Summary: Refactor text encoding detection logic in FileReader
Product: WebKit Reporter: Jian Li <jianli>
Component: WebCore JavaScriptAssignee: Jian Li <jianli>
Severity: Normal CC: abarth, ap, darin, dimich
Priority: P2    
Version: 528+ (Nightly build)   
Hardware: All   
OS: All   
Description Flags
Proposed Patch
ap: review-, jianli: commit-queue-
Proposed Patch
jianli: commit-queue-
Proposed Patch ap: review+, jianli: commit-queue-

Description Jian Li 2010-05-14 13:09:58 PDT
This is the cleanup for the FileReader patch (https://bugs.webkit.org/show_bug.cgi?id=38157) per the comment from Adam Barth:

 +          if (m_rawData.size() >= 2 && m_rawData[0] == '\xFE' && m_rawData[1] == '\xFF') {
Yuck.  Is this in the spec?  We should move this to a more generic location.
Comment 1 Jian Li 2010-05-14 13:11:21 PDT
Created attachment 56101 [details]
Proposed Patch
Comment 2 Alexey Proskuryakov 2010-05-14 16:49:06 PDT
Comment on attachment 56101 [details]
Proposed Patch

Encoding sniffing is definitely not something the TextEncoding class should responsible for. And I think that we already have all the code for this - can't you just feed the data to TextResourceDecoder as text/plain?
Comment 3 Jian Li 2010-05-19 15:51:26 PDT
Created attachment 56525 [details]
Proposed Patch

Changed to call TextResourceDecoder::decode.
Comment 4 Alexey Proskuryakov 2010-05-19 16:26:23 PDT
+            // Per the File API spec, we SHOULD use the supplied encoding and do not check for BOM if the encoding is provided and valid.

Since this is SHOULD, and not a MUST, we could also ignore this requirement, like we do for Web content (it's also debatable whether it's right to always have the BOM override every other indication of character set, but that's what we do).

I don't have a strong opinion, just wanted to point out that it might be good to be consistent within WebKit.
Comment 5 Jian Li 2010-05-19 16:40:34 PDT
Created attachment 56531 [details]
Proposed Patch

Your suggestion makes sense.
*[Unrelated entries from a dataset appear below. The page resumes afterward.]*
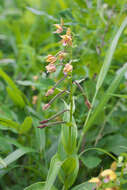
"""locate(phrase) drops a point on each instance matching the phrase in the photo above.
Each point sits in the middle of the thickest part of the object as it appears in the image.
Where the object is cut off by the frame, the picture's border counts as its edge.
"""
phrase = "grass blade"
(109, 55)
I changed to ignore this requirement in order to be consistent with other part of WebKit.
Comment 6 Alexey Proskuryakov 2010-05-19 16:54:29 PDT
Comment on attachment 56531 [details]
Proposed Patch

+    m_result = m_decoder->decode(&m_rawData.at(0), m_rawData.size());

One also needs to call flush() to make sure that e.g. incomplete UTF-8 sequences at the end get converted to U+FFFD REPLACEMENT CHARACTER, and to be generally compatible with TextResourceDecoder design.

r=me if you call flush() and append the result.
Comment 7 Jian Li 2010-05-19 17:25:15 PDT
Fixed as suggested and committed as http://trac.webkit.org/changeset/59797.